De la  palabra del día
Como Nicodemo, podemos sentirnos hombres viejos, expertos en años y en desengaños, poco abiertos a la novedad, aferrados a demasiadas cosas que coartan nuestra libertad e impiden que nuestro paso sea ligero, impregnados de rutinas, más espectadores pasivos que testigos creíbles de la Buena Noticia.  
Como Nicodemo, nos hacemos demasiadas preguntas antes de decidirnos a seguir a Jesucristo. Calculamos los riesgos, sopesamos las consecuencias, tomamos precauciones, valoramos los pros y los contras, evitamos la precipitación, y la incertidumbre nos impide avanzar.
Como Nicodemo, escuchamos una palabra que compromete: “tenéis que nacer de nuevo”. No se trata de cambiar este o aquel aspecto, detalles insignificantes de nuestra vida. Es, más bien, un cambio radical, que concierne a la raíz de nuestra personalidad, al tuétano de nuestro ser, y que es obra del Espíritu Santo en nosotros.
Es el Espíritu Santo quien nos otorga una nueva capacidad de creer, de esperar y de amar. Es el Espíritu Santo quien nos hace descubrir la necesidad de encontrar nuevos rumbos en nuestro peregrinar diario. Es el Espíritu Santo quien nos guía por los caminos ciertos de su futuro.La fuerza del Espíritu Santo hace eficaz en nosotros la palabra de Jesús.
Hoy, en mi pausa contemplativa, pediré la gracia de dejar que el Espíritu haga su obra en mi, abriéndome a la novedad de esta Pascua, la de este año, aquí y ahora, en esta etapa nueva de mi vida que estoy viviendo. 

Comentario de san Juan de la Cruz, poeta y místico: «El que ha nacido del Espíritu, es Espíritu»
        Porque, como el mismo san Juan dice en otra parte: El que no renaciere en Espíritu santo, no podrá ver este reino de Dios (3,5) que es el estado de perfección. Y renacer en Espíritu santo en esta vida, es tener un alma semejante a Dios en pureza, sin tener en sí alguna mezcla de imperfección, y así se puede hacer pura transformación por participación de unión, aunque no esencialmente.

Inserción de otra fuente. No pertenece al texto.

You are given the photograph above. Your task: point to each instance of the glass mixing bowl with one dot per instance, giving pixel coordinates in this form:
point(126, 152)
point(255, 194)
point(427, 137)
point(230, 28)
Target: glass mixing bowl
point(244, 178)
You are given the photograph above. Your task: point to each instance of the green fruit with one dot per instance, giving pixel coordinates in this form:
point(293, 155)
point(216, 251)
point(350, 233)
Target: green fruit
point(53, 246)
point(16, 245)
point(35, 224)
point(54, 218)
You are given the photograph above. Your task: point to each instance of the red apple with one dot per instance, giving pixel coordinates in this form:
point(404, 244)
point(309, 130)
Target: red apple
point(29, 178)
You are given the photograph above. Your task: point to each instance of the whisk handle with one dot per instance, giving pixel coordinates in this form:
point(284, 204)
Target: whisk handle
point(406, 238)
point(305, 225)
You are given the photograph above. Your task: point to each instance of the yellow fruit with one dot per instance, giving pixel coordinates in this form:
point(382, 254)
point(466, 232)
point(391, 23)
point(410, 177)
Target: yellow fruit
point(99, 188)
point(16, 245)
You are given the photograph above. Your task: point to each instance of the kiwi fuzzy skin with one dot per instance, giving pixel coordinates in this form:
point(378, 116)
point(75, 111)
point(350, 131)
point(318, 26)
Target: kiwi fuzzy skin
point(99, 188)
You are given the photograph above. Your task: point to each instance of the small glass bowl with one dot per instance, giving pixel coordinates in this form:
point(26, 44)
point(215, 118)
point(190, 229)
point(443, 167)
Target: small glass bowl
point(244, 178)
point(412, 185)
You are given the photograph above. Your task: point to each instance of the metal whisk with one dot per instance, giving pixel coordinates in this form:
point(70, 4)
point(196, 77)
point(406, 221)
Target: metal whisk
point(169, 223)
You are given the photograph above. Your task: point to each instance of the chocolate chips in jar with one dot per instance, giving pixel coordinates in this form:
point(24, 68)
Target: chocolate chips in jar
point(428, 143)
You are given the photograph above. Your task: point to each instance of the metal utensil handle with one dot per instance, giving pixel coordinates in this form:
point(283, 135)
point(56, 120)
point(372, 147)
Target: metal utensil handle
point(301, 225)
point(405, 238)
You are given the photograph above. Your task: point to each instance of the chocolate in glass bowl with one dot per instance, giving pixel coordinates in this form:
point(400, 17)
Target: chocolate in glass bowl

        Y para que se entienda mejor lo uno y lo otro, pongamos una comparación. Está el rayo de sol dando en una vidriera. Si la vidriera tiene algunos velos de manchas o nieblas, no la podrá esclarecer y transformar en su luz totalmente como si estuviera limpia de todas aquellas manchas y sencilla. Antes tanto menos la esclarecerá cuanto ella estuviere menos desnuda de aquellos velos y manchas, y tanto más cuanto más limpia estuviere. Y no quedará por el rayo, sino por ella; tanto, que, si ella estuviere limpia y pura del todo, de tal manera la transformará y esclarecerá el rayo, que parecerá el mismo rayo y dará la misma luz que el rayo. Aunque, a la verdad, la vidriera, aunque se parece al mismo rayo, tiene su naturaleza distinta del mismo rayo; más podemos decir que aquella vidriera es rayo o luz por participación.
        Y así, el alma es como esta vidriera, en la cual siempre está embistiendo, o por mejor decir, en ella está morando esta divina luz del ser de Dios por naturaleza, que habemos dicho.
        En dando lugar el alma, que es quitar de sí todo velo y mancha de criatura, lo cual consiste en tener la voluntad perfectamente unida con la de Dios, porque el amar es obrar en despojarse y desnudarse por Dios de todo lo que no es Dios, luego queda esclarecida y transformada en Dios.